Kadın: Sen ne zaman bu para hesabından vazgeçeceksin acaba?
Erkek: Sen ne zaman ayağımızı yorganımıza göre uzatmamız gerektiğini öğreneceksin acaba?
Kadın: Hesapsız harcama mı yapıyorum yani?
Erkek: Evet. Bir saç traşı için 300 lira çok değil mi? Benim bir yıllık kuaför masrafım o.
Kadın: Bir kere o saç traşı değil saç dizaynı. İkincisi sadece kesim yok onun içinde. Boya, bakım, fön bir sürü şey var.
Erkek: Benzin parasını da ekle üstüne.
Kadın: Benzin parası ne?
Erkek: Şehrin bir yakasından diğer yakasına o adama gidiyorsun.
Kadın: O adam dediğin bir kere benim 15 yıllık arkadaşım. Ruhuma da iyi geliyor.
Erkek: Maşallah. Keşke onunla evlenseydin o zaman.
Kadın: O öyle biri değil.
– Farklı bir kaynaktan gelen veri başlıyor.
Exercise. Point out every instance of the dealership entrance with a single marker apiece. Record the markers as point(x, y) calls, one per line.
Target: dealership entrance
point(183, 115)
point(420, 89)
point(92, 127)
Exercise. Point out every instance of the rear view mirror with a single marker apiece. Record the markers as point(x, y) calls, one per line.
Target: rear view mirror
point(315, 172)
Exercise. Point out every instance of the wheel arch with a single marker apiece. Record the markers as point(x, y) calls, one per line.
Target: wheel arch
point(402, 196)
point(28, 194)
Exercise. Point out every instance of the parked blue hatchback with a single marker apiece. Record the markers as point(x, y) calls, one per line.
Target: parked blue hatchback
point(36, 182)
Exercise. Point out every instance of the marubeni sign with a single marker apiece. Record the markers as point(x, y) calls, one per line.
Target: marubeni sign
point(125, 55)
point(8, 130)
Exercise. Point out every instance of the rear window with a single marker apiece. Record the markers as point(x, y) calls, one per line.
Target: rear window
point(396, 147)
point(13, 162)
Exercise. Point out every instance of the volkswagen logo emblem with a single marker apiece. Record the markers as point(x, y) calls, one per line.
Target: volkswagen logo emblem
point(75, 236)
Naif, ince, anlayışlı ve romantik biri ama işte şey o.. Keşke öyle olmasaydı.
Erkek: Öyle olmasaydı senle olmazdım diyorsun yani.
Kadın: Hayır öyle demiyorum ama ne var sende biraz kadın ruhundan anlayan biri olsan.
Erkek: Hayatım. Bak sana tek tek sıralayacağım. İşin içinden çıkabilirsen sen çık. Evin taksiti, arabanın taksiti, elektrik, telefon, doğalgaz, Arabanın sigortası
Kadın: Tamam tamam. Hepsini tek tek sayma.
Erkek: Dur daha dur. Daha bu ay 5 düğüne gideceğiz. Her birine bir çeyrek takarsak oda ekstradan 1000 lira eder. Ne kaldı?
Kadın: Ne kaldı?
Erkek: İçerdeyiz diyorum.
Kadın: Evet hep içerdeyiz. Hep içerde kalıyoruz. Sıkıldım ben artık.
Erkek: İnsaf et yahu. Daha bu hafta sonu dışarıdaydık.
Kadın: Pardon?
Erkek: Düğüne gittik ya. Senin arkadaşının düğünü. Neydi adı?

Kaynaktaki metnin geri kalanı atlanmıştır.